Hyperlocal meets hyperlawers at The Washington Post

June 4, 2008

loudounextra2.JPGThe Wall Street Journal ran a story by Russell Adams on Wednesday about how The Washington Post’s foray into “hyper-local journalism” in Loudoun County, Virginia, didn’t quite work out.

The main points are here:

For believers in the power of rigorous local coverage to help save newspapers, the Washington Post’s launch of LoudounExtra.com last July was a potentially industry-defining event. It paired a journalistic powerhouse with a dream team of Internet geeks to build a virtual town square for one of Virginia’s and the nation’s most-affluent and fastest-growing counties.

Almost a year later, however, the Web site is still searching for an audience. Its chief architect has left for another venture in Las Vegas, and his team went with him. And while Post executives say they remain committed to providing so-called hyperlocal news coverage, they are re-evaluating their approach.

Adams wrote that LoudounExtra.com was supposed to be a showcase for incredibly local coverage, with a big component of that being so-called “user generated content.” The idea is that more people will show up (good for advertisers) because they are getting news about their own backyard and at the same time can shape that news by submitting blog entries, photos and the like.

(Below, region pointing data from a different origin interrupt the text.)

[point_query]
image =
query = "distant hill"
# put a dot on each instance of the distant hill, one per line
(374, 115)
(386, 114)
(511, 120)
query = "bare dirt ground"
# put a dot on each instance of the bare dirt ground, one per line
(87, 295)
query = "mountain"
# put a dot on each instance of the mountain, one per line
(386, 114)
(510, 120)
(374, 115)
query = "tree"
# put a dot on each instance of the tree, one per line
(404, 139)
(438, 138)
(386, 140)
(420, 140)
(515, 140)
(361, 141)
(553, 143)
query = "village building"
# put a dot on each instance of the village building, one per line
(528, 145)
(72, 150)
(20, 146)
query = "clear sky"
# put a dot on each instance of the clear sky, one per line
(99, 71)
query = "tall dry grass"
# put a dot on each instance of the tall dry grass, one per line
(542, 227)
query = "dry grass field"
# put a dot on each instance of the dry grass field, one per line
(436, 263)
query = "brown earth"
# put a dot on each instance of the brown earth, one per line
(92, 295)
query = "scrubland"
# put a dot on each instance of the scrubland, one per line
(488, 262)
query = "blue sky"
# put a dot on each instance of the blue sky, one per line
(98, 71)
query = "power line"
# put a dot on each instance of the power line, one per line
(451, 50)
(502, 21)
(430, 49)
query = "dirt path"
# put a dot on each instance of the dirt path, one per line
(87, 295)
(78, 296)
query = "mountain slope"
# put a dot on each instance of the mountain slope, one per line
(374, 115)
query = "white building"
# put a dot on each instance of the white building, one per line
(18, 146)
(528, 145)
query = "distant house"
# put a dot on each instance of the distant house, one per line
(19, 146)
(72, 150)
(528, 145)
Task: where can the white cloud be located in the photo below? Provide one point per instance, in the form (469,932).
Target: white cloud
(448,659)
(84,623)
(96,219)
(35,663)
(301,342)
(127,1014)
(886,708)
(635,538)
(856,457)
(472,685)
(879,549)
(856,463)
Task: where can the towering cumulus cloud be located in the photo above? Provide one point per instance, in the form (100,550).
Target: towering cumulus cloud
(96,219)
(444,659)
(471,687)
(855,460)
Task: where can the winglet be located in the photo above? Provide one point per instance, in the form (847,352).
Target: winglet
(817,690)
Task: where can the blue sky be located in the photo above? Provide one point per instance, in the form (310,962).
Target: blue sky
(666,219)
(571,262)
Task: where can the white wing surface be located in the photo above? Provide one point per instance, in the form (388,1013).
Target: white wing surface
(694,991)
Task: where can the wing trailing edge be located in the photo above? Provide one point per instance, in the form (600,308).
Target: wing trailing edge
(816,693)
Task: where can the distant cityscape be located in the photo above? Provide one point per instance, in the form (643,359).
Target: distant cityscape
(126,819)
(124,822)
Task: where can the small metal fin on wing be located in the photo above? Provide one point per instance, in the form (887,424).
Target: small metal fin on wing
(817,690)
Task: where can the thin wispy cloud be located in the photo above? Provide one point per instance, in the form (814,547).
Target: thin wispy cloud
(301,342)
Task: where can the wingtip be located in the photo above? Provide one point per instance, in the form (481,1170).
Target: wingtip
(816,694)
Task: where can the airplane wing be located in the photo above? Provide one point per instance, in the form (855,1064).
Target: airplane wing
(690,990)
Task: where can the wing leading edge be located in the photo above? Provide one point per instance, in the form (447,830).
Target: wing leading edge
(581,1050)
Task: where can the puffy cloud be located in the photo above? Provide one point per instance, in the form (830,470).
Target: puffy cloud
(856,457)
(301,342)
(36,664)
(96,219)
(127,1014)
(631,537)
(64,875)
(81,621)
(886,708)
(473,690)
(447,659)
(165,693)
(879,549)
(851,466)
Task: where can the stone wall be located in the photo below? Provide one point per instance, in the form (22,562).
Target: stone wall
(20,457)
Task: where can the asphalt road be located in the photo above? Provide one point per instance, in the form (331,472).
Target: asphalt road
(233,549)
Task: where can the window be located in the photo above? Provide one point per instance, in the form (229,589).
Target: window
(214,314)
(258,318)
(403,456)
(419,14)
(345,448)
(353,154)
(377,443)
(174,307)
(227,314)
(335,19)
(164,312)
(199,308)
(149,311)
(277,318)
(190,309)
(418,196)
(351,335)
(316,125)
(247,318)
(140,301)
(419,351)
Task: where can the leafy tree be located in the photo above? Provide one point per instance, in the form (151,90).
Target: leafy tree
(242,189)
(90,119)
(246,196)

Adams noted Loudoun County’s lack of a cohesive identification, and pointed out some situations where the Post could have given some love to the site in certain key news situations, but what caught our eye was this:

Several media analysts agreed LoudounExtra.com doesn’t do enough to engage the community. Hyperlocal sites range from the fully service-oriented — filled with databases, calendars and news — to repositories for blogs, commentary, photos and video from visitors to the site.But there were hazards involved in putting an autonomous team of outsiders in charge of new digital initiatives at a major media company. Mr. [Rob] Curley says his team had been developing online tools to funnel Loudoun County-related video and photos to the site from other sites like YouTube, Facebook and Flickr, but couldn’t get approval from the Post’s legal team to launch the application. According to Mr. Brady, the legal team voiced concerns about who had legal claim to the content of those sites.

And we say that newsrooms are slow to adapt!